A-factor I a microbial hormone that can positively control cell differentiation leading to spore formation and secondary metabolite formation in Streptomyces griseus. to identify a protease that is deeply involved in the morphological and physiological differentiation of Streptomyces, the proteases produced by Streptomyces griseus IFO 13350 and its A-factor deficient mutant strain, Streptomyces griseus HH1, as well as Streptomyces griseus HH1 transformed with the afsA gene were sturdied. In general Streptomyces griseus showed a higher degree of cell growth and protease activity in proportion to its ability to produce a higher amount of A-factor. In particular, the specific activity of the trypsin of Streptomyces griseus IFO 13350 was greatly enhanced more than twice compared with that of Streptomyces griseus HH1 in the later stage of growth. The specific activity of the metalloprotease of Streptomyces griseus HH1 was greatly enhanced more than twice compared with that of Streptomyces griseus IFO 13350, and this observation was reversed in the presence of thiostreptione, However, Streptomyces griseus HH1 transformed with the afsA gene showed a significantly decreased level of trypsin and metalloprotease activity compared with that of the HH1 strain.
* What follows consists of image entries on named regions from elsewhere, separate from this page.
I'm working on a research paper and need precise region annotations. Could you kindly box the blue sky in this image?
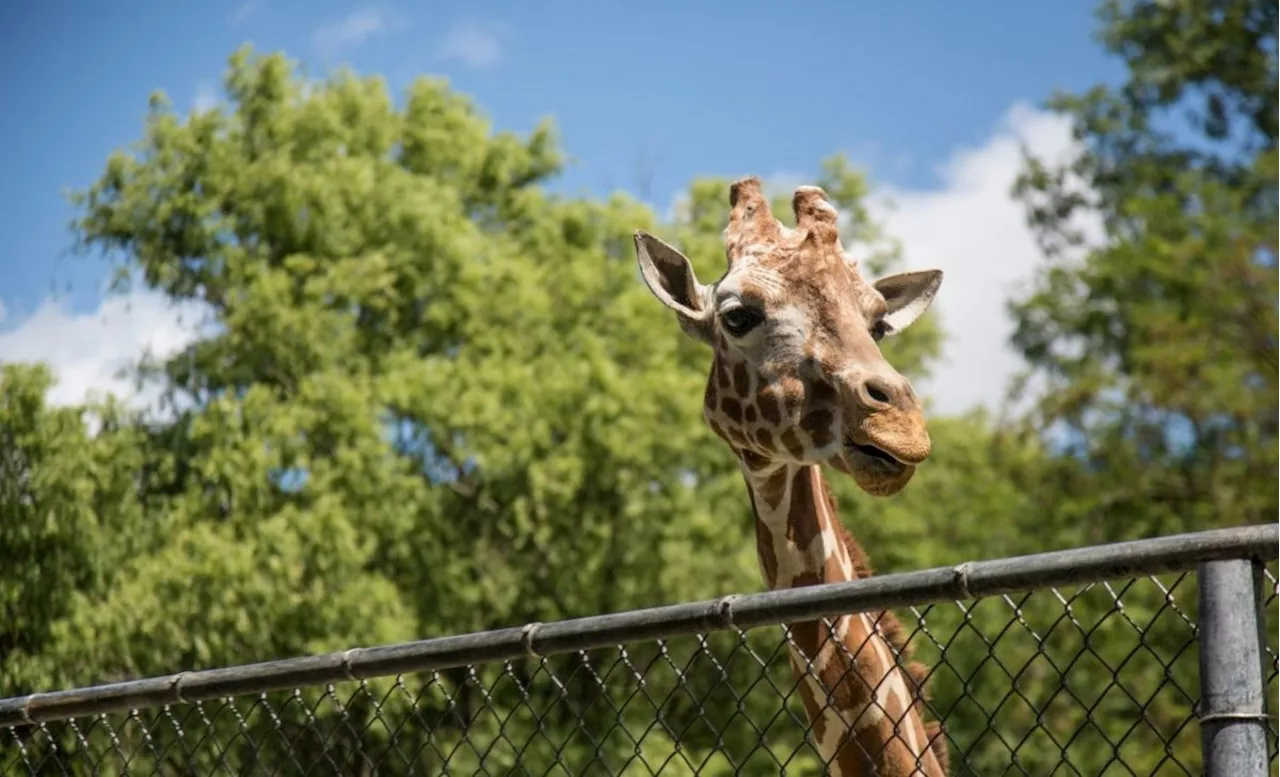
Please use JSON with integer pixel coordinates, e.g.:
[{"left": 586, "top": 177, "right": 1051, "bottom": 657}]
[{"left": 0, "top": 0, "right": 1120, "bottom": 417}]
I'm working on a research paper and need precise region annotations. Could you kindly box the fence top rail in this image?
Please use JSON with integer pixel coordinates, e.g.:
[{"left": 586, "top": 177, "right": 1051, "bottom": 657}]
[{"left": 0, "top": 524, "right": 1280, "bottom": 728}]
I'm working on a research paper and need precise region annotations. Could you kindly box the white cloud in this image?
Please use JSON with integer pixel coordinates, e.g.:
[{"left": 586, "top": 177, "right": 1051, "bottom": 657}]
[
  {"left": 0, "top": 291, "right": 201, "bottom": 407},
  {"left": 873, "top": 104, "right": 1102, "bottom": 413},
  {"left": 311, "top": 8, "right": 392, "bottom": 56},
  {"left": 191, "top": 81, "right": 218, "bottom": 111},
  {"left": 440, "top": 22, "right": 503, "bottom": 68}
]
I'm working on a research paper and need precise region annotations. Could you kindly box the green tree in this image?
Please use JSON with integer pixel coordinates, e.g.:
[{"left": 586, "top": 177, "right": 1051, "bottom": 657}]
[
  {"left": 1011, "top": 0, "right": 1280, "bottom": 773},
  {"left": 0, "top": 42, "right": 1080, "bottom": 774},
  {"left": 1012, "top": 0, "right": 1280, "bottom": 540}
]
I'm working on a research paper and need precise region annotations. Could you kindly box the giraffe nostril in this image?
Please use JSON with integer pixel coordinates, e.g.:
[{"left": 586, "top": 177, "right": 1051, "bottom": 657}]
[{"left": 863, "top": 378, "right": 893, "bottom": 405}]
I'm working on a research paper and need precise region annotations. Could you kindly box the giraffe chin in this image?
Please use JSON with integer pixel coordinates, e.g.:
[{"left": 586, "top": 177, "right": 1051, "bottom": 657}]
[{"left": 836, "top": 443, "right": 915, "bottom": 497}]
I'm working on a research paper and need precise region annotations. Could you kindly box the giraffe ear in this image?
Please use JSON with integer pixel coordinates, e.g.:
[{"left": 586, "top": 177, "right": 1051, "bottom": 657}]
[
  {"left": 635, "top": 232, "right": 712, "bottom": 343},
  {"left": 876, "top": 270, "right": 942, "bottom": 334}
]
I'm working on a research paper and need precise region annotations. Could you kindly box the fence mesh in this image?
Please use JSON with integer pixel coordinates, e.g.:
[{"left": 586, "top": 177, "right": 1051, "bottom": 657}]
[{"left": 0, "top": 568, "right": 1280, "bottom": 777}]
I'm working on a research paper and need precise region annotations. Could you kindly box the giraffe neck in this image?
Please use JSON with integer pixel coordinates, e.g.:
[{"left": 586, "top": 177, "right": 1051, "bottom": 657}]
[{"left": 742, "top": 465, "right": 946, "bottom": 777}]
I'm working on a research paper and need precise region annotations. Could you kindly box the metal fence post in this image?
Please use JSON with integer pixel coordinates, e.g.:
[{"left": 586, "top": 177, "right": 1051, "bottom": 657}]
[{"left": 1196, "top": 558, "right": 1267, "bottom": 777}]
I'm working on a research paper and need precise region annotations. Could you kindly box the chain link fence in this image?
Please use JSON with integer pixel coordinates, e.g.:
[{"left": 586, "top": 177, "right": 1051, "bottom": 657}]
[{"left": 0, "top": 526, "right": 1280, "bottom": 777}]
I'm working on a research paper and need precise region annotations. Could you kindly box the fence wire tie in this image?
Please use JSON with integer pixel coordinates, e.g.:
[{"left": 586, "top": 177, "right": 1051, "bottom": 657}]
[
  {"left": 173, "top": 672, "right": 191, "bottom": 704},
  {"left": 716, "top": 594, "right": 741, "bottom": 631},
  {"left": 342, "top": 648, "right": 364, "bottom": 682},
  {"left": 520, "top": 622, "right": 543, "bottom": 658},
  {"left": 951, "top": 561, "right": 973, "bottom": 599}
]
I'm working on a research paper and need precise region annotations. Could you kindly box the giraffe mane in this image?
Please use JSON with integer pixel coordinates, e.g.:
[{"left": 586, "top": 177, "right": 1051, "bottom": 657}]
[{"left": 819, "top": 477, "right": 951, "bottom": 772}]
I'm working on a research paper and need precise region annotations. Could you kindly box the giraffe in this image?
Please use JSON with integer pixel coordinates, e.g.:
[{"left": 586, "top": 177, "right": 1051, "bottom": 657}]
[{"left": 635, "top": 177, "right": 948, "bottom": 777}]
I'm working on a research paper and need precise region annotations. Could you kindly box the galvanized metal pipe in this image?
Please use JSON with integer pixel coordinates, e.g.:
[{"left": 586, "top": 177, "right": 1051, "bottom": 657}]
[{"left": 1196, "top": 559, "right": 1267, "bottom": 777}]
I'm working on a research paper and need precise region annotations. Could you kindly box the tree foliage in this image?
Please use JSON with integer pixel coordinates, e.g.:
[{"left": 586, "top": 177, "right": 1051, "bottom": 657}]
[{"left": 0, "top": 0, "right": 1280, "bottom": 774}]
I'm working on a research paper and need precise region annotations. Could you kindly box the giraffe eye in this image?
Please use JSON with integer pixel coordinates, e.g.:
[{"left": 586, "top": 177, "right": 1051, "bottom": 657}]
[{"left": 721, "top": 307, "right": 764, "bottom": 337}]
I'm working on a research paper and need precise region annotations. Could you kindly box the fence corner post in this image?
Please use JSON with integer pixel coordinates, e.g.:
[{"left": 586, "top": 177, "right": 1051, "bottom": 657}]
[{"left": 1196, "top": 558, "right": 1268, "bottom": 777}]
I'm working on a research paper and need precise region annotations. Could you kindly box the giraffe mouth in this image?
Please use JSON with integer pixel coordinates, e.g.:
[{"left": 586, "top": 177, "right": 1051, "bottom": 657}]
[{"left": 845, "top": 439, "right": 906, "bottom": 470}]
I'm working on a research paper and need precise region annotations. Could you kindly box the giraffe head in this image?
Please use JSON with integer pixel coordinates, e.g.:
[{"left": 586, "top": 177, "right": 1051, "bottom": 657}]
[{"left": 635, "top": 178, "right": 942, "bottom": 495}]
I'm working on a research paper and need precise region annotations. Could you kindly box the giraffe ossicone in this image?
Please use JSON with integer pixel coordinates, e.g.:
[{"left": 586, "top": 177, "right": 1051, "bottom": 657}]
[{"left": 635, "top": 177, "right": 947, "bottom": 777}]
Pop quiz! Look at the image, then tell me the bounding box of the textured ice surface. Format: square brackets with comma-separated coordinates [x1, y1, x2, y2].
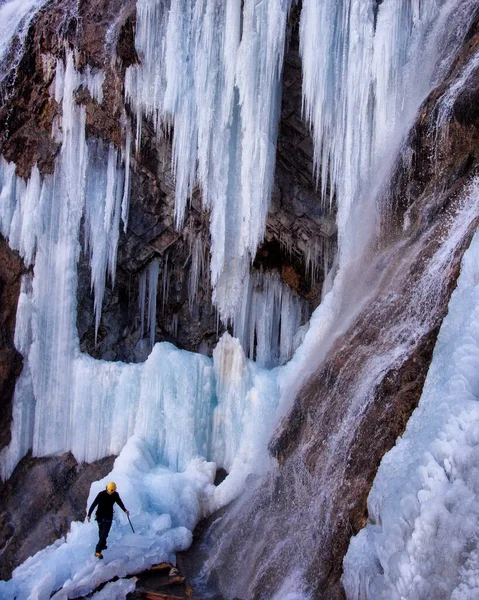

There was no significant difference between Streptomyces griseus IFO 13350 and HH1 strain in their chymotrypsin and thiol protease activity, yet the level of leu-amionpeptidase activity was 2 times higher in Streptomyces griseus HH1 than in strain IFO 13350 . Streptomyces griseus HH1 harboring afsA showed a similar level of enzyme activity , however, all the three protease activities sharply increased and the thiol protease activity was critically increased at the end of the fermentation. When a serine protease inhibitor, pefabloc SC, and metalloprotease inhibitor, EDTA, were applied to strain IFO 13350 to examine the in vivo effects of the protease inhibitors on the morpholofical differentiation, the formation of aerial meycelium and spores was delayed by two or three days.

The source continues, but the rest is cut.